Pada perdagangan sesi ini, saham Apple turun 2,1% dan menjadi saham yang paling membebani langkah Nasdaq. Sementara, koreksi saham Tesla dan Amazon juga menyeret indeks.

Pasar saham telah memulai dengan awal yang sulit pada tahun 2022, karena kenaikan cepat dalam yield US Treasury di tengah kekhawatiran The Fed akan menjadi agresif dalam mengendalikan inflasi yang akhirnya memukul saham teknologi dan saham pertumbuhan.

Alhasil, indeks benchmark S&P 500 pun sudah melemah sekitar 5% sepanjang tahun ini.

“Setiap awal pengetatan sering menghasilkan volatilitas yang signifikan dan saya pikir selalu ada risiko bahwa ada kesalahan kebijakan dan itu mengakhiri siklus ekonomi,” kata Kristina Hooper, Chief Global Market Strategist Invesco.

"Jadi kita hanya akan melihat banyak pelemahan.” lanjutnya.

Baca Juga: Langgar Perlindungan Data Pribadi, Uni Eropa Jatuhkan Sanksi ke Amazon dan Whatsapp

Investor menantikan pertemuan kebijakan The Fed yang akan digelar minggu depan untuk kejelasan lebih lanjut tentang rencana bank sentral mengendalikan inflasi.

Data minggu lalu menunjukkan, harga konsumen AS meningkat dengan kuat pada bulan Desember, yang menjadi puncak kenaikan inflasi tahunan terbesar dalam hampir empat dekade.

"Ada cukup banyak kecemasan dalam hal bagaimana tiga hingga enam bulan ke depan akan bermain dengan siklus kenaikan suku bunga yang kemungkinan akan dimulai pada bulan Maret," tambah Michael James, Managing Director of Equity Trading Wedbush Securities di Los Angeles.

Dalam berita perusahaan, saham Procter & Gamble naik 3,4% setelah perusahaan barang konsumsi itu menaikkan perkiraan penjualan tahunannya.

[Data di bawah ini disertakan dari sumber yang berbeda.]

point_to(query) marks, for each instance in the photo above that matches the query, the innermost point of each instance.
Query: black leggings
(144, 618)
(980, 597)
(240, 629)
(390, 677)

Bank of America Corp melaporkan kenaikan laba kuartalan hingga 30% lebih baik dari perkiraan. Serupa, Morgan Stanley juga melaporkan laba kuartal keempat yang mengalahkan ekspektasi pasar, menyusul hasil yang tidak merata dari bank lain. Saham Bank of America pun naik 0,4%, dan saham Morgan Stanley melesat 1,8%.